Skupiłam myśli i wznieciłam potężną ścianę ognia przed Arturem. Dało mi to sekundę przewago nad nim. Nim Artur zamknął mnie, zdążyłam się teleportować obok. Chwilę później zamknęłam Artura w kuli ognia. Chciałam już się teleportować do domu gdy Artur się uwolnił i znowu mnie uwięził. Był widocznie znudzony moimi ucieczkami, więc nim zdążyłam się uwolnić nakazał kuli zbliżyć się do niego i gdy była wystarczająco blisko wszedł do środka, i złapał mnie w ramiona.
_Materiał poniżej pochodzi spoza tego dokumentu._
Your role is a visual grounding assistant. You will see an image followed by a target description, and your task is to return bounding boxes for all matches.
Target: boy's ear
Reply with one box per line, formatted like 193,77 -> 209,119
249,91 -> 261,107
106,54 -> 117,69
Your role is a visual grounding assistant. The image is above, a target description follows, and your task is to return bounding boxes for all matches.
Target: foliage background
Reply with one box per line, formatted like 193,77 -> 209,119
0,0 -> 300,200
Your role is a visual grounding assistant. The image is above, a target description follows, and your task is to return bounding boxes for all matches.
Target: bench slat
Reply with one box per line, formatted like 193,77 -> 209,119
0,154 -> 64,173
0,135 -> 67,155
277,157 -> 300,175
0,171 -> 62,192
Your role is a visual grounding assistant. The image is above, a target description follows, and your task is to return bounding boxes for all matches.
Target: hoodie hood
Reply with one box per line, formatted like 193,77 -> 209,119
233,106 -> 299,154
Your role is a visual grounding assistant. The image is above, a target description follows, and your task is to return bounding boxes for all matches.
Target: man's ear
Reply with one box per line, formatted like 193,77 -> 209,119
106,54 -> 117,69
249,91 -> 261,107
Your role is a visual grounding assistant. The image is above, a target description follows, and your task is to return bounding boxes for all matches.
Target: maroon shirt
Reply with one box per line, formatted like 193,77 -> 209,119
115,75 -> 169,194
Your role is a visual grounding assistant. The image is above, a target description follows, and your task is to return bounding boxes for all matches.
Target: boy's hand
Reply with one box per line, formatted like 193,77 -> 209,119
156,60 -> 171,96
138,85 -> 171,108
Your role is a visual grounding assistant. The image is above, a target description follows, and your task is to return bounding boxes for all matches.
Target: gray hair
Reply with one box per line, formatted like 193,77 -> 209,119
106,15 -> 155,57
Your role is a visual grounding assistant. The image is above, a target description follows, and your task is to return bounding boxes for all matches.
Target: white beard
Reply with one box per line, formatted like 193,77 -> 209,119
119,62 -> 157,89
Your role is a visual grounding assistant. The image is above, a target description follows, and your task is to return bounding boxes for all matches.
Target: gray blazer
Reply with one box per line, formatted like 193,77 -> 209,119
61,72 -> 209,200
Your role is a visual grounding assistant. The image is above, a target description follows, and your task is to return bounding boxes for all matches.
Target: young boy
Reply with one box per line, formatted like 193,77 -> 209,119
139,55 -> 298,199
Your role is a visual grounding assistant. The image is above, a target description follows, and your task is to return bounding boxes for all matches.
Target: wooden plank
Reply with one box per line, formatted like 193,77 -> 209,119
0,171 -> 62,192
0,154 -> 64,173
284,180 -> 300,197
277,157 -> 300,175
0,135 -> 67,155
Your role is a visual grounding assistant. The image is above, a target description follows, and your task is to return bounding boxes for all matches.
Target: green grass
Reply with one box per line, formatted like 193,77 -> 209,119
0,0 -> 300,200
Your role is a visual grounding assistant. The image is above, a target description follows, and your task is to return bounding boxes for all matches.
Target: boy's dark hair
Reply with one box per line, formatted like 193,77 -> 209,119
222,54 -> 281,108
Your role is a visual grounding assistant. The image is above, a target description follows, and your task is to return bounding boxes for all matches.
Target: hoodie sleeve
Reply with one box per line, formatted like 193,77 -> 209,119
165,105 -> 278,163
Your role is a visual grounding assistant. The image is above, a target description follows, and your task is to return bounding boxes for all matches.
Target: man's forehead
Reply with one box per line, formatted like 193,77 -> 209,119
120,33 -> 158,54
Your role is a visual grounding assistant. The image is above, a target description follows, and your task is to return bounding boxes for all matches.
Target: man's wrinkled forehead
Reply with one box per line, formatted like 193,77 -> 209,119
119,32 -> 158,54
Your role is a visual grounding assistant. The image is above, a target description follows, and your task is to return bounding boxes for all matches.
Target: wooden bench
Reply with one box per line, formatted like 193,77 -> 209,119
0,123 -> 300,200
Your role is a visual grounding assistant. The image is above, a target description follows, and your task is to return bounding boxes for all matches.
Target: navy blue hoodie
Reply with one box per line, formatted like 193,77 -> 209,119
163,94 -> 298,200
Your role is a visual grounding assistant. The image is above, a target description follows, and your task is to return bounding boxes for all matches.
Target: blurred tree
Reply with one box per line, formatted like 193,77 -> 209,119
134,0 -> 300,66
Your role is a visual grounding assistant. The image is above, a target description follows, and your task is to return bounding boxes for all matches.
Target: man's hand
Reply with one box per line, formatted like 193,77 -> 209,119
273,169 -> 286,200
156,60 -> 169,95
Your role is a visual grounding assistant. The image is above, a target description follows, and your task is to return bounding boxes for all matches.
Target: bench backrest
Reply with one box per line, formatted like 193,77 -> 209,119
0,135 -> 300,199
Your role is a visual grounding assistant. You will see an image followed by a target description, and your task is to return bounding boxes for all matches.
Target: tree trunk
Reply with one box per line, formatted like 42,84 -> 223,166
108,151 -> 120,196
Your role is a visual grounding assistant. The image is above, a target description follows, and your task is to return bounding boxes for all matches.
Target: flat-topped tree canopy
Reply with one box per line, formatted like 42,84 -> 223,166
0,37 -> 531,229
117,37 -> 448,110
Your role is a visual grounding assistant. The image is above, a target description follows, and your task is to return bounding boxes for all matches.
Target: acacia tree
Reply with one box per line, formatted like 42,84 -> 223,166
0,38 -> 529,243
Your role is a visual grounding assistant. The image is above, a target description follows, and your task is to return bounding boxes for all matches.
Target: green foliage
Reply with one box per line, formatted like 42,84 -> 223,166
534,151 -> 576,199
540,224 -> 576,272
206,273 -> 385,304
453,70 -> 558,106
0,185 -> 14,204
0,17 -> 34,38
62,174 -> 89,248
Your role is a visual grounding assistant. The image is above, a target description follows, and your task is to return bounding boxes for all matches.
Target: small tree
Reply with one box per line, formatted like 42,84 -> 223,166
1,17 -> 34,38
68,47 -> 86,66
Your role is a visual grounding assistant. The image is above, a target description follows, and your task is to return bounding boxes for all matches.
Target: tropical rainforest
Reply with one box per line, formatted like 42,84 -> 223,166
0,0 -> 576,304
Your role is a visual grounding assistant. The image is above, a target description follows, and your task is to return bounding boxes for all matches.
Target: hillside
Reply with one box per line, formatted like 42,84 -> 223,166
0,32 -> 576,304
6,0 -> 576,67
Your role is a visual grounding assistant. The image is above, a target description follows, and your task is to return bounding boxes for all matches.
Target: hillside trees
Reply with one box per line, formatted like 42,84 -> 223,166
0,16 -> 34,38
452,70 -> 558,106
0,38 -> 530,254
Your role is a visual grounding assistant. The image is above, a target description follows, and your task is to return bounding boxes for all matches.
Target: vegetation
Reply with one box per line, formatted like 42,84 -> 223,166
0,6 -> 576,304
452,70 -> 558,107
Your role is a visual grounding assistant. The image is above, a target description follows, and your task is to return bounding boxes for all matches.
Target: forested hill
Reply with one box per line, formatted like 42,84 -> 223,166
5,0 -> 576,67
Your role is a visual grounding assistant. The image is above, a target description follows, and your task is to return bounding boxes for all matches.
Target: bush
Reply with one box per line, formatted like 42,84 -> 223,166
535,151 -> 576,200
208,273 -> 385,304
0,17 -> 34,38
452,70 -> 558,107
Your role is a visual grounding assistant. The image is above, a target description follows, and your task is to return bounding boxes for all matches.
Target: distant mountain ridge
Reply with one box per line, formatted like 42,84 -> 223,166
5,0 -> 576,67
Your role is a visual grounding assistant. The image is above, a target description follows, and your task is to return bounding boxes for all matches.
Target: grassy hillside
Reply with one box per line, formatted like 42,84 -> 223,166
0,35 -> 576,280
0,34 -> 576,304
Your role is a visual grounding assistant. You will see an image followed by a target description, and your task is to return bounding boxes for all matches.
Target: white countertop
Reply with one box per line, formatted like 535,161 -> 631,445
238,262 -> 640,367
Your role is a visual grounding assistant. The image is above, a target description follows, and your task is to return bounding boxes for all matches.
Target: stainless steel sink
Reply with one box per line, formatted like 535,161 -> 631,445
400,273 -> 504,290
- Puszczaj! To przestaje być śmieszne.
- Ale ja wcale się nie śmieję. - powiedział Artur i uścisną mnie mocniej, abym nie mogła się wyrwać. Spojrzał mi w oczy i lekko mnie pocałował.
- Proszę cię, daj mi szansę.
- Miałeś już szansę. Wykorzystałeś ją.
- Przepraszam, że tak powiedziałem. Wybacz mi.
- Nigdy. - powiedziałam.
- Mam paść na kolana i cię błagać o wybaczenie?
- Rób jak chcesz to i tak niczego nie zmieni. Mam nadzieję, że następna twoja dziewczyna nie będzie tak łatwowierna jak ja.
- O czym ty mówisz? - spytał.
- To koniec, Arturze. Koniec z nami.
- Nie rób tego. Daj mi szansę.
- Nie. Ten związek i tak nie ma przyszłości. Za dużo kłamstw, za dużo bólu. - powiedziałam.
- Ale ja więcej cię nie skrzywdzę.
- Przykro mi. Żegnaj. - wyszeptałam i odeszłam. Po policzku spłynęła mi łza.